Atchaneeyasakul Kunakorn, Shang Ty, Haussen Diogo, Ortiz Gustavo, Yavagal Dileep
Department of Neurology, University of Miami Miller School of Medicine, Miami, Florida, USA.
Department of Neurological Surgery, University of Miami Miller School of Medicine, Miami, Florida, USA.
Interv Neurol. 2020 Jan;8(2-6):135-143. doi: 10.1159/000490580. Epub 2019 Mar 15.
The recently published multicenter randomized DAWN trial confirmed greater outcome benefit of endovascular therapy (ET) for anterior circulation large vessel occlusion ischemic stroke from 6 to 24 h from symptom onset compared to medical management in patients selected by advanced imaging with MRI or perfusion CT to identify mismatch between clinical deficit and infarct volume, which represents salvageable penumbra. The debate of CT over MRI is usually the potentially increase time consumption and the difficulty in establishing an adequate standardized workflow utilizing MRI during the hyperacute phase.

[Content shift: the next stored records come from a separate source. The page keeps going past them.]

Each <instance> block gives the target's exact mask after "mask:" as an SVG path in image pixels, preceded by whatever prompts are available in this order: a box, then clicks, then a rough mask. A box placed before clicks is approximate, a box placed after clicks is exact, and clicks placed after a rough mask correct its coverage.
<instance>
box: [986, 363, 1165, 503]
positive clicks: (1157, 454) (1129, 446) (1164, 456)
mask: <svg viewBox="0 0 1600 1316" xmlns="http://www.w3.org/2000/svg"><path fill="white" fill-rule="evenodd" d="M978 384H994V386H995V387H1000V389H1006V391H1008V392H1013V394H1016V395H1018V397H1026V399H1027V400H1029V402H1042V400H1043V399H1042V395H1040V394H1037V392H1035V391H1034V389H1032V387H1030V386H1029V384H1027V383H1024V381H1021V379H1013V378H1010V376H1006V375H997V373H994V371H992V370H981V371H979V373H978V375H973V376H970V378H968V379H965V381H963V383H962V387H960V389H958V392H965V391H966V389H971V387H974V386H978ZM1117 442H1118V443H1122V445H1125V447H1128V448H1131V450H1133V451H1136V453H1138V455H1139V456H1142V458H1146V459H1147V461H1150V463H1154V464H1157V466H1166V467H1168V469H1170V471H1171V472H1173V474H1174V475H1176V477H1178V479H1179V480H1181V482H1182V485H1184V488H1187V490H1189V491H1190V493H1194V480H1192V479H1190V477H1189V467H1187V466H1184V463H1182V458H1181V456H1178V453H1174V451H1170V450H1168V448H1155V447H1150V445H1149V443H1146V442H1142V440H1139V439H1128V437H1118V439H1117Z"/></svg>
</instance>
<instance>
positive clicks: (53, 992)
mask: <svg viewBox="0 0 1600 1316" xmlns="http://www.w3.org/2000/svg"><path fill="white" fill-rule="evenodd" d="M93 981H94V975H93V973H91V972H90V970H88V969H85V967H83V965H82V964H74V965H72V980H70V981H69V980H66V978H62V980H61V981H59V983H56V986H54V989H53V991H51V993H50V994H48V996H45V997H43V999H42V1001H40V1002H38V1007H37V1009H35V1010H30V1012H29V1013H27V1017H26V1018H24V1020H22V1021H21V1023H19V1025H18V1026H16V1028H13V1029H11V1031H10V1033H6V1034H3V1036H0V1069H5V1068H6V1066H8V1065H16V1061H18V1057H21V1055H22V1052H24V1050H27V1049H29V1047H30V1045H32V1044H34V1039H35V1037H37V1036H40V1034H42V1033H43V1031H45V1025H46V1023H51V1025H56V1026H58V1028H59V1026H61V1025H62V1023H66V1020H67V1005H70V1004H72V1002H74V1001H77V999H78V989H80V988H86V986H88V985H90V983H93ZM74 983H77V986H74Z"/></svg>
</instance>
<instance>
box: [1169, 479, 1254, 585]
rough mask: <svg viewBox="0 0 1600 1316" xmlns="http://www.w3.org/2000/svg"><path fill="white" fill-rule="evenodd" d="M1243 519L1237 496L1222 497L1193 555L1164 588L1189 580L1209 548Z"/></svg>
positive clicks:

While CT-based selection of patients is the current standard of care, we sought to determine the time impact of the alternative approach of MRI selection in the 0-12 h window.
In the MRI in Acute Management of Ischemic Stroke (MIAMIS) registry, we retrospectively analyzed 89 consecutive patients from January 2008 to January 2010 who presented with acute stroke symptoms with a National Institutes of Health Stroke Scale score ≥5 or aphasia within 0-12 h from symptom onset. The presence of penumbra was determined by MR perfusion-diffusion mismatch or clinical diffusion mismatch. Patients were stratified based on the presence of mismatch and clinical outcomes in patients who received ET. Imaging times were recorded.
The MRI turnaround time was 95.5 ± 48.5 min. The total MRI time was 27.7 ± 12.8 min. Seventeen (19.1%) patients were found to have nonvascular etiology. Mismatch was found in 35 (48.6%) patients with acute ischemic stroke (AIS). Patients with nonvascular etiology were younger (55.7 vs. 65.6 years, < 0.02), without any vessel occlusion or mismatch noticed in this group. We dichotomized the 39 AIS patients with vessel occlusion into two subgroups: these with mismatch and these without. Patients without mismatch were older (76.7 vs. 64.4 years, < 0.05), more likely to have congestive heart failure (71.4 vs. 22%, < 0.03), a higher total serum cholesterol level (196 vs. 156 mg/dL, < 0.04), and medium to large lesions on diffusion-weighted imaging (DWI) (85.7 vs. 37.5%, < 0.04).
Multimodality MRI screening for AIS symptoms for ET is feasible. Optimizing each center's protocol and the utilization of MRI with DWI only may be a time-saving alternative.
最近发表的多中心随机DAWN试验证实,对于症状发作6至24小时的前循环大血管闭塞性缺血性卒中,与药物治疗相比,在通过MRI或灌注CT等先进成像技术筛选出临床缺损与梗死体积不匹配(代表可挽救的半暗带)的患者中,血管内治疗(ET)能带来更大的预后益处。CT与MRI的争论通常在于,CT可能会增加时间消耗,且在超急性期难以建立充分的标准化MRI工作流程。
虽然基于CT选择患者是当前的标准治疗方法,但我们试图确定在0至12小时时间窗内采用MRI选择患者的替代方法对时间的影响。
在急性缺血性卒中的MRI管理(MIAMIS)登记研究中,我们回顾性分析了2008年1月至2010年1月期间连续纳入的89例急性卒中症状患者,这些患者在症状发作后0至12小时内美国国立卫生研究院卒中量表评分≥5或有失语症状。通过磁共振灌注 - 扩散不匹配或临床扩散不匹配来确定半暗带的存在。根据不匹配的存在情况和接受ET治疗患者的临床结局进行分层。记录成像时间。
MRI周转时间为95.5±48.5分钟。MRI总时间为27.7±12.8分钟。17例(19.1%)患者被发现有非血管性病因。在35例(48.6%)急性缺血性卒中(AIS)患者中发现不匹配。非血管性病因的患者更年轻(55.7岁对65.6岁,P<0.02),该组未发现任何血管闭塞或不匹配情况。我们将39例有血管闭塞的AIS患者分为两个亚组:有不匹配的和没有不匹配的。没有不匹配的患者年龄更大(76.7岁对64.4岁,P<0.05),更可能有充血性心力衰竭(71.4%对22%,P<0.03),总血清胆固醇水平更高(196mg/dL对156mg/dL,P<0.04),在扩散加权成像(DWI)上有中到大的病灶(85.7%对37.5%,P<0.04)。
对AIS症状进行多模态MRI筛查以进行ET治疗是可行的。优化每个中心的方案并仅使用DWI进行MRI检查可能是一种节省时间的替代方法。